Its body is about 10 cm in total length, including a 4 cm long tail. The adult body weight ranges from 4 to 8 g, with males being slightly larger than females. The basal metabolic rate of vagrant shrews is 5.4 ml O_{2}/g/h, with no evidence of torpor in winter.

They are referred to sometimes as wandering shrews.

==Behavior==
Vagrant shrews feed mainly on earthworms, spiders, insects, and other small invertebrates, but also eat some plant material. Because of their high metabolic rate, they have been reported to consume over 160% of their own body weight in food each day. Their primary predators include owls, and even bobcats.

They are active throughout the day, typically for just five to ten minutes at a time before resting. They do, however, spend longer periods of time foraging at night than they do during the hours of daylight.

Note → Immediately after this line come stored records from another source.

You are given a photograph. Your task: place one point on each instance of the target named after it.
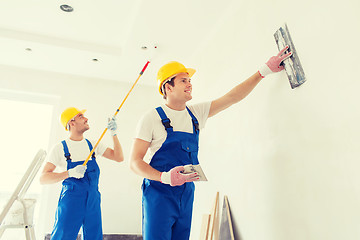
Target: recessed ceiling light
(66, 8)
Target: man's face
(182, 87)
(80, 123)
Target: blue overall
(167, 210)
(79, 203)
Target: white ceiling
(37, 34)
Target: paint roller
(292, 65)
(117, 111)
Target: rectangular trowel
(292, 65)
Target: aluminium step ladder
(24, 213)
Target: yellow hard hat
(169, 70)
(69, 114)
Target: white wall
(287, 159)
(120, 188)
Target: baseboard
(111, 237)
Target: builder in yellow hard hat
(79, 203)
(171, 132)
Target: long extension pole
(102, 135)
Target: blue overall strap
(164, 119)
(90, 147)
(66, 151)
(195, 121)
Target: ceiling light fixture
(66, 8)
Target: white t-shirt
(79, 151)
(151, 129)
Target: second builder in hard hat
(171, 133)
(79, 202)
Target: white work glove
(176, 177)
(112, 125)
(77, 172)
(273, 65)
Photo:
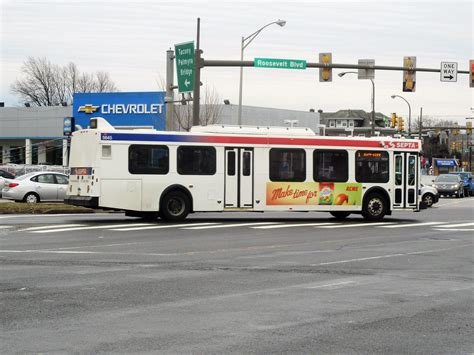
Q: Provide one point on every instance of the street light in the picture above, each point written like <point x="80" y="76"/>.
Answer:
<point x="373" y="99"/>
<point x="409" y="113"/>
<point x="245" y="42"/>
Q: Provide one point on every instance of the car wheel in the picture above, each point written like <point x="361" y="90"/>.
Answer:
<point x="340" y="214"/>
<point x="375" y="207"/>
<point x="175" y="206"/>
<point x="428" y="199"/>
<point x="31" y="197"/>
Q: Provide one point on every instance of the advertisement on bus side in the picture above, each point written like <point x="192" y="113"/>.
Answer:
<point x="314" y="193"/>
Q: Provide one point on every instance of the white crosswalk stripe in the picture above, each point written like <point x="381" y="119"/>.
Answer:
<point x="407" y="225"/>
<point x="91" y="227"/>
<point x="161" y="227"/>
<point x="457" y="225"/>
<point x="353" y="225"/>
<point x="231" y="225"/>
<point x="52" y="226"/>
<point x="293" y="225"/>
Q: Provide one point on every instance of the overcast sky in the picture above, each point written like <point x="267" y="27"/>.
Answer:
<point x="129" y="40"/>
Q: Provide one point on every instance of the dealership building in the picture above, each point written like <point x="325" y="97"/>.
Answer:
<point x="36" y="135"/>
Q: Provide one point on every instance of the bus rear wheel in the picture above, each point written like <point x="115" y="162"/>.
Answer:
<point x="340" y="214"/>
<point x="175" y="206"/>
<point x="375" y="207"/>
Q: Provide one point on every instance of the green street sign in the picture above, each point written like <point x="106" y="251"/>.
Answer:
<point x="185" y="66"/>
<point x="279" y="63"/>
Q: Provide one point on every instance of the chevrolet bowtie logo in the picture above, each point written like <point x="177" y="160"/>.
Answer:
<point x="88" y="108"/>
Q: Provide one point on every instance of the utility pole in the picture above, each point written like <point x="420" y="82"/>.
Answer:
<point x="420" y="123"/>
<point x="197" y="76"/>
<point x="169" y="88"/>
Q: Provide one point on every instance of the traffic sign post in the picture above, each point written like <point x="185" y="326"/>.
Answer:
<point x="366" y="73"/>
<point x="325" y="74"/>
<point x="279" y="63"/>
<point x="185" y="66"/>
<point x="449" y="72"/>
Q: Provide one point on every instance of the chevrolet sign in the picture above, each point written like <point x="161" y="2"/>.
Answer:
<point x="121" y="108"/>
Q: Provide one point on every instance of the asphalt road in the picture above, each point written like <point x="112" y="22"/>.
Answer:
<point x="243" y="283"/>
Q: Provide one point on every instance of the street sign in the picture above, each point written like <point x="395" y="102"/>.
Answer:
<point x="449" y="72"/>
<point x="185" y="66"/>
<point x="325" y="74"/>
<point x="68" y="126"/>
<point x="366" y="73"/>
<point x="409" y="76"/>
<point x="279" y="63"/>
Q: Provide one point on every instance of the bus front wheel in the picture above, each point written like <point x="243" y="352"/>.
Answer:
<point x="175" y="206"/>
<point x="375" y="207"/>
<point x="340" y="214"/>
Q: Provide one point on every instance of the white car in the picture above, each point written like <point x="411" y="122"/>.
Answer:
<point x="36" y="187"/>
<point x="429" y="195"/>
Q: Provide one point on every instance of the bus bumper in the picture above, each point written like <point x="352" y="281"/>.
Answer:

They are generally solitary outside the spring breeding season, defending home ranges of around 1000 m2, by squeaking and making short charges at intruders, although actual fighting is rare. During the spring, home ranges are much larger, especially for the males.

Throughout most of the year, vagrant shrews construct shallow cup-shaped nests, up to 8 cm across, from vegetation and animal hair. In winter, they cover the nests with a domed roof to provide shelter. Females also construct similar domed nests during the breeding season, in which to rear their young. These are, however, larger than the winter nests, and may reach as much as 24 cm across and up to 6 cm in height. Vagrant shrews sometimes use echolocation to orient themselves in unfamiliar locations, although they are probably not able to use it to locate prey.

It often uses runways created by voles.

==Reproduction==
Vagrant shrews primarily breed between April and June, although births may occur as early as February, or as late as September. Gestation lasts twenty days, and results in the birth of a litter of two to eight young. A female may give birth to up to three litters each year. The young are born hairless and blind, weighing less than 0.5 g each. They grow rapidly throughout the first few weeks of life, beginning to develop fur by two weeks, opening their eyes by three weeks, and being weaned between sixteen and twenty five days after birth.

The average life expectancy of a vagrant shrew has been estimated at a little over six months. However, they can live much longer; although few survive for more than seventeen months, a few survive their second winter and reach two years of age.